The UK's feudal legacy is not to be found in the monarchy or Morris Men - both largely invented traditions of the modern era - but in its parcellised approach to public services, which is reflected in the multiple and not always overlapping identification schemes from NHS numbers to driving licences used to organise it. That may seem strange given that cars are obviously a modern invention and the NHS dates from only 1948, but the point is that the state in its broadest form has always been more fragmentary and blinkered than either its advocates or critics have allowed, and the roots of its disaggregation go a long way back. The welfare state may have offered an embrace from cradle to grave, but it was never the same arms doing the embracing over time, while the dystopian nightmare of an intrusive state ignored the reality of administrative disconnection (the totalitarian fears of Geroge Orwell originated from his experiences in the very exclusive and parcellised environs of Eton and the BBC).

The worry that a national ID scheme would lead to Larry Ellison or Peter Thiel controlling our personal data is a classic case of closing the stable door after the horse has bolted. Partly because of the parcellised nature of personal identification in the UK, they have already scooped up many of our demographic assets with minimal democratic oversight and zero public agreement. For them, the promise of a national ID is the ability to exploit the linkages between the datasets that they already control: the primary key to all the mysteries, if I may be permitted a techno-literate joke. But whether that will lead to greater insight is moot. It's easy enough to sell the state on the vision of making the population ever more legible, but the experience of Big Data has proved underwhelming, particularly in the area of public administration. The fundmental problem is one of triviality: that there isn't much to be learned by extending a particular NHS patient's record to include their driving licence. Even in aggregate, there is unlikely to be a statistically significant correlation between being entitled to ride a motorbike and suffering from shingles.

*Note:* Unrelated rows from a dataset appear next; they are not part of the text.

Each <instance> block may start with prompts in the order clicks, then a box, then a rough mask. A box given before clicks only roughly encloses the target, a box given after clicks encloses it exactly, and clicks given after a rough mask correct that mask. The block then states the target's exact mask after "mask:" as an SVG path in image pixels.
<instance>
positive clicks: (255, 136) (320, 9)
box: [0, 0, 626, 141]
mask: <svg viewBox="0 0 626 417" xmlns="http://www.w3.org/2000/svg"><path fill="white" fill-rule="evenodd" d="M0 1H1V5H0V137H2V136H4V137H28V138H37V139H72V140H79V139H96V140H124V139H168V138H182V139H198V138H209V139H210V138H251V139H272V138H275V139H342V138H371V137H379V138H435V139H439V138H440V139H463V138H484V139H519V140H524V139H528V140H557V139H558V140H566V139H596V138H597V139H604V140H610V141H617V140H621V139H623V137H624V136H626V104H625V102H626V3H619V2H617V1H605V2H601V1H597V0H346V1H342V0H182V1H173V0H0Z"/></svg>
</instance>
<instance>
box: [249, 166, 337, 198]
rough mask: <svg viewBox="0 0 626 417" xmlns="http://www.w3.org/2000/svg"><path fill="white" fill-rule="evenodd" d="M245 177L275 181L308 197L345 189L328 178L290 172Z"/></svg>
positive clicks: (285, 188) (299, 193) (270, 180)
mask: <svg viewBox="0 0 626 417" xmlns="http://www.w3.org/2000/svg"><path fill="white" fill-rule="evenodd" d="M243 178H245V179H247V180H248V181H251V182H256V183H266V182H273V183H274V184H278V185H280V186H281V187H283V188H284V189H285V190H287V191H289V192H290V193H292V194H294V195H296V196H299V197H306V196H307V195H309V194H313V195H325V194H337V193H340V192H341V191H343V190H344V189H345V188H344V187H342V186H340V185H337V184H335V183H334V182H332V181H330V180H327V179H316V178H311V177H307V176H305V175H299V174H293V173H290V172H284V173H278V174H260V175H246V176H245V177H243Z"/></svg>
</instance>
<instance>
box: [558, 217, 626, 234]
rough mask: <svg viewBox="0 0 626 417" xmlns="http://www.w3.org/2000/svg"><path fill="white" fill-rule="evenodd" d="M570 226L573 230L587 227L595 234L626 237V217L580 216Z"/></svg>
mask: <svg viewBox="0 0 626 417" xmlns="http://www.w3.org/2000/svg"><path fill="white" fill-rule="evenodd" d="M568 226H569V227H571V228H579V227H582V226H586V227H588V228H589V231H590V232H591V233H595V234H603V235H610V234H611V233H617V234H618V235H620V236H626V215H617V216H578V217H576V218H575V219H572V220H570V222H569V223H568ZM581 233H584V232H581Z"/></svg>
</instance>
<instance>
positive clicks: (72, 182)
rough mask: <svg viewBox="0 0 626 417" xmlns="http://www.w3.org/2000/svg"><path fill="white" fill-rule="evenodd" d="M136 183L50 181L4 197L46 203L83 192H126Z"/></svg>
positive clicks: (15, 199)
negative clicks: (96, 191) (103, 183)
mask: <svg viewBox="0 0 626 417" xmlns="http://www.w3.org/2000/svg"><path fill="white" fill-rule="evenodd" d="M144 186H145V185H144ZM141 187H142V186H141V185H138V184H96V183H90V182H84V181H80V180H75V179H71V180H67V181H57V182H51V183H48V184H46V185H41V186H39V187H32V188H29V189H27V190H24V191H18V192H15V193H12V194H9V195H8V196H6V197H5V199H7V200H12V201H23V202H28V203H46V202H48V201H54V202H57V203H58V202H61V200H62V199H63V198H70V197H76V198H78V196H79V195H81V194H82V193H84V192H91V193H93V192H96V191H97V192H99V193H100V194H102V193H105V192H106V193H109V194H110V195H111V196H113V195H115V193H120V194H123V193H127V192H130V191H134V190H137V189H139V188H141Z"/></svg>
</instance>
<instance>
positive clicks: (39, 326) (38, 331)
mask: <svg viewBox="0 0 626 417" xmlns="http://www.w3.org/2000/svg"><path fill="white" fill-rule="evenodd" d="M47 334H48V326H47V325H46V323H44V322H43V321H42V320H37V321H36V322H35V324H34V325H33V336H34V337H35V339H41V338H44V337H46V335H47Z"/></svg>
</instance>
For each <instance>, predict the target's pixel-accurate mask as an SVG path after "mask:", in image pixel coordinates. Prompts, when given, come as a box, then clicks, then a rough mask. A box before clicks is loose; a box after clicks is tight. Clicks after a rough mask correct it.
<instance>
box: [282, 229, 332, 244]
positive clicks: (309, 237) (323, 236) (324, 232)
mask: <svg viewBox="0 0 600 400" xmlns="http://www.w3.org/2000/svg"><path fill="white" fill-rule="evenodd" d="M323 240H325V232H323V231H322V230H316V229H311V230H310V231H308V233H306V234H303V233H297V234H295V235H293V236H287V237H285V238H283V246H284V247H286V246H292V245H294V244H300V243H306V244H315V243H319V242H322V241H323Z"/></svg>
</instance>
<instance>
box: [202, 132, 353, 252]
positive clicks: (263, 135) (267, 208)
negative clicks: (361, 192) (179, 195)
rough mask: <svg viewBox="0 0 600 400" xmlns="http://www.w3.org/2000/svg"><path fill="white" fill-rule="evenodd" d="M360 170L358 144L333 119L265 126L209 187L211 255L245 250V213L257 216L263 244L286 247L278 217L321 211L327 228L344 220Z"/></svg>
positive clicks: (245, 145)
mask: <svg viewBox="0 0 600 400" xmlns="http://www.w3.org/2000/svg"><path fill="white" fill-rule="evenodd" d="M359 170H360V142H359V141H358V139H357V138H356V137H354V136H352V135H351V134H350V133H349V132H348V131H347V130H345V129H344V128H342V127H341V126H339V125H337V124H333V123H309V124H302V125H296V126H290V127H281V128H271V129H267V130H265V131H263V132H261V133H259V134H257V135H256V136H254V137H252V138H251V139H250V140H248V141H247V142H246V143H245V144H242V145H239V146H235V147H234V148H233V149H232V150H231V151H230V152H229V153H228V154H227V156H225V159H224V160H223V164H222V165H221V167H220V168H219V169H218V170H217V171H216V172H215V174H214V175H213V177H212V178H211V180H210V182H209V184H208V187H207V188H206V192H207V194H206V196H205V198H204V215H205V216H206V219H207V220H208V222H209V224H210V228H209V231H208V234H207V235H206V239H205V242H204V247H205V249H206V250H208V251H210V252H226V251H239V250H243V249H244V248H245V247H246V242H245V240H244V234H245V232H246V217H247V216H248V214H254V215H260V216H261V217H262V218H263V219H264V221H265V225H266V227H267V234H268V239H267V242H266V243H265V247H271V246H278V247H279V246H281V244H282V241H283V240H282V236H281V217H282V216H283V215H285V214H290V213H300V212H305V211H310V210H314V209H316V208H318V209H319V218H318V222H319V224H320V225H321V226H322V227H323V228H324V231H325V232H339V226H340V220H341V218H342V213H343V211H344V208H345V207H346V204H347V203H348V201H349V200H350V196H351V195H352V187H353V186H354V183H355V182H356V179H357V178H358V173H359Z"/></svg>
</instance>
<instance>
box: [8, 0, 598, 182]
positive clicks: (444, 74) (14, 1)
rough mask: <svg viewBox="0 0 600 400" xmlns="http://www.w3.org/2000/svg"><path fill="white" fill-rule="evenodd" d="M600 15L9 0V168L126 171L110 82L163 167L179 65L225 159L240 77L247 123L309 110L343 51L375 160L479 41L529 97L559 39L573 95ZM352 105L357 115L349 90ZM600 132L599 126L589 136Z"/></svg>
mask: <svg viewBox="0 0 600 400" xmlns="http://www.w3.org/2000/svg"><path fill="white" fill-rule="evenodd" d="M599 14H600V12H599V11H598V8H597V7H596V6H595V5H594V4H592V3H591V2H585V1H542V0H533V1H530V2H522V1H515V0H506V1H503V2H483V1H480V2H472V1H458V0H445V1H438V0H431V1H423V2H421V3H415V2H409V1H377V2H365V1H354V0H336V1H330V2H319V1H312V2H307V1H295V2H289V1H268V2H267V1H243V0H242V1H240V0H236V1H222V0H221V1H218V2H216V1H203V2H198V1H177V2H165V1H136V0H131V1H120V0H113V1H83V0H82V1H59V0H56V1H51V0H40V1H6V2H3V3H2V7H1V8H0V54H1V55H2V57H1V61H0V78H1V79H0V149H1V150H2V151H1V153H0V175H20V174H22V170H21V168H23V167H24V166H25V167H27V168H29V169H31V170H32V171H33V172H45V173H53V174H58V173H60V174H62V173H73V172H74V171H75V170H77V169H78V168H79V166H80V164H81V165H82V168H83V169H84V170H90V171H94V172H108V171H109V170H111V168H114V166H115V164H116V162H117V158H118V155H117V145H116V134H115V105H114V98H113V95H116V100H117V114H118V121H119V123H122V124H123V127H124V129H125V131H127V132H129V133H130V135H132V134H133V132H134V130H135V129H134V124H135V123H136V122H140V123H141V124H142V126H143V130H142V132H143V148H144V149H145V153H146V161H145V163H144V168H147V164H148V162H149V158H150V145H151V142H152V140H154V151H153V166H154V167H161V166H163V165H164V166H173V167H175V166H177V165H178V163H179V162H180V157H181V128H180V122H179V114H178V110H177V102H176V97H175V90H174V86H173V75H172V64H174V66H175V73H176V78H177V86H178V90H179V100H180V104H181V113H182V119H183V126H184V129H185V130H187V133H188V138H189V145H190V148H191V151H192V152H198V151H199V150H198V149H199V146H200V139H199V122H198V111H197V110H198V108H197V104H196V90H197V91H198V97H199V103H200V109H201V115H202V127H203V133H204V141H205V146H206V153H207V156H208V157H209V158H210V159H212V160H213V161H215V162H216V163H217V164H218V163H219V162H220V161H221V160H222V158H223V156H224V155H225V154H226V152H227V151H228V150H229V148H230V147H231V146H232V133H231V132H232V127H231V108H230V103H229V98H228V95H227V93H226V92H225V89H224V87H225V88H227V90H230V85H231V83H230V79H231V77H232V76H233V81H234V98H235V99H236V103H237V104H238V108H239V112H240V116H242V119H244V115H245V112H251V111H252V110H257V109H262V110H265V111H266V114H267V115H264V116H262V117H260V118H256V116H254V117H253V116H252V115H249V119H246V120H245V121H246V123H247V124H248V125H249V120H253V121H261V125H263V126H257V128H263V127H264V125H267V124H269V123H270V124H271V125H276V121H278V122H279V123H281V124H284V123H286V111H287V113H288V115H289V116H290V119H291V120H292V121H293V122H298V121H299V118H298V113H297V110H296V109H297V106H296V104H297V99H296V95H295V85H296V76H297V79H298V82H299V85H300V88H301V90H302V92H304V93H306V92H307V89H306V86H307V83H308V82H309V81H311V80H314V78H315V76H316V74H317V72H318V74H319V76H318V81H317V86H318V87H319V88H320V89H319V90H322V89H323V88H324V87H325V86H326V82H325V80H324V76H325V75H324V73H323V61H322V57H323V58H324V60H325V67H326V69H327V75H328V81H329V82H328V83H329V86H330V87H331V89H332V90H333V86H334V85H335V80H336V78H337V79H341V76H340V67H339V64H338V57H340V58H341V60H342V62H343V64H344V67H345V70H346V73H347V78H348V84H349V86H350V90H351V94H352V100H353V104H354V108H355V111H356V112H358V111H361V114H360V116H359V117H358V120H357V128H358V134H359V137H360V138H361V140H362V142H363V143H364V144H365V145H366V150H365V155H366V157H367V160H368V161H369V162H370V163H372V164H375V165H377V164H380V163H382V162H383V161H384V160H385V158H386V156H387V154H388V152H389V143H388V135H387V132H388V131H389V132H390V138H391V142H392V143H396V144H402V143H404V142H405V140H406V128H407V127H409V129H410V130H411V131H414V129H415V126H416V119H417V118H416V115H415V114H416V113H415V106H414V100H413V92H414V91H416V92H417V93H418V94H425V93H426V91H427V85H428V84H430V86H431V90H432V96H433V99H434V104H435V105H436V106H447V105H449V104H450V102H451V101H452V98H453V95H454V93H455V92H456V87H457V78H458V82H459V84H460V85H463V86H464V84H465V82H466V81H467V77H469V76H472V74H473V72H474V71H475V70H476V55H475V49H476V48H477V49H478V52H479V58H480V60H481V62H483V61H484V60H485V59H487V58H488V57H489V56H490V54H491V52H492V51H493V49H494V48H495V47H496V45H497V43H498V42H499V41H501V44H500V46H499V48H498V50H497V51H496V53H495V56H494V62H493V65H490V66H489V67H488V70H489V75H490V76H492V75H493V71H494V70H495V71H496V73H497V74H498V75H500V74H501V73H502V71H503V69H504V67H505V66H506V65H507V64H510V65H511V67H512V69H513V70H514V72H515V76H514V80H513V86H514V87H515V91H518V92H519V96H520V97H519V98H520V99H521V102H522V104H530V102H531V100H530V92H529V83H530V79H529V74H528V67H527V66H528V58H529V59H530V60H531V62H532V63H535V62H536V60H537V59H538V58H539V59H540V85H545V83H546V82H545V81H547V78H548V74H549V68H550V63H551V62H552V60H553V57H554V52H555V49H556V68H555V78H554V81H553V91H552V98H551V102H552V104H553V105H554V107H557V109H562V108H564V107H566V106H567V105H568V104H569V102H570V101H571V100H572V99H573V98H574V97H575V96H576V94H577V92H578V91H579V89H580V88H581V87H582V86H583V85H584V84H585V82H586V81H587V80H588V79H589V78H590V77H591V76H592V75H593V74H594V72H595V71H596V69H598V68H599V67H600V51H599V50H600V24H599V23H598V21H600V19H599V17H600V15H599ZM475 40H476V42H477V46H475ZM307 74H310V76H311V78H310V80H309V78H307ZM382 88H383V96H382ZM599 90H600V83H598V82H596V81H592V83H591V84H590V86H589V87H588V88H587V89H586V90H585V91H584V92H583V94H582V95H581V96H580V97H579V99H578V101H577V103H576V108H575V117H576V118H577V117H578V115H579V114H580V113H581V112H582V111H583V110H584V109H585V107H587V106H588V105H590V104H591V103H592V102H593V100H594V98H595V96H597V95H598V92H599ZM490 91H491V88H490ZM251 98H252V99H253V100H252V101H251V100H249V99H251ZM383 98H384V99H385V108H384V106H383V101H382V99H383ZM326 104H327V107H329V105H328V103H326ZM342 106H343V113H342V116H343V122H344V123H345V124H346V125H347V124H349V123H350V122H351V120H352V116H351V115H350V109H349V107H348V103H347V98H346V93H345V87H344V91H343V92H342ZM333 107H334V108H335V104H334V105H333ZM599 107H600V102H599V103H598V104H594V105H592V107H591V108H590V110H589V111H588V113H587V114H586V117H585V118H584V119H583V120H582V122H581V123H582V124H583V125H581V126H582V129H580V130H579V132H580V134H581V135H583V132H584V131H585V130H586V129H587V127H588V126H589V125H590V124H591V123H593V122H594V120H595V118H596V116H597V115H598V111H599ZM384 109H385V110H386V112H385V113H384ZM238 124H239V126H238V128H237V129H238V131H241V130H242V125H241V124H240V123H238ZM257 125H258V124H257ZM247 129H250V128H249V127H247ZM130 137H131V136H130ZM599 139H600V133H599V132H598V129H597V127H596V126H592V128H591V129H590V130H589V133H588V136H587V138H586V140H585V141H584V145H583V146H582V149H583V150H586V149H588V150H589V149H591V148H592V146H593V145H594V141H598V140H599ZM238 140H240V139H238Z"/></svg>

If the government wanted to implement a national ID card on the cheap it could simply issue everyone who doesn't have one with a driving licence. In these cases the card would simply have blanks on the reverse - i.e. you wouldn't be licensed to drive anything. In many countries, such as the USA, a driving licence is the standard form of (non-compulsory) ID and in the UK plenty of teenagers already use a provisional licence for proof of age in pubs and clubs. But this pragmatic approach, infomed by international practice, isn't what the likes of Lewis Goodall are seeking when they criticise British insularity. Their vision is of a common online identity whose utility to the state is almost incidental to its utility to business. And what particularly attracts journalists who face derision on social media is the prospect of doing away with online anonymity altogether. As they gather at the Labour Party Annual Conference in Liverpool to fret about Starmer's lack of vision, what they see when they look around the conference hall is actually their own vision: a society of the lanyard.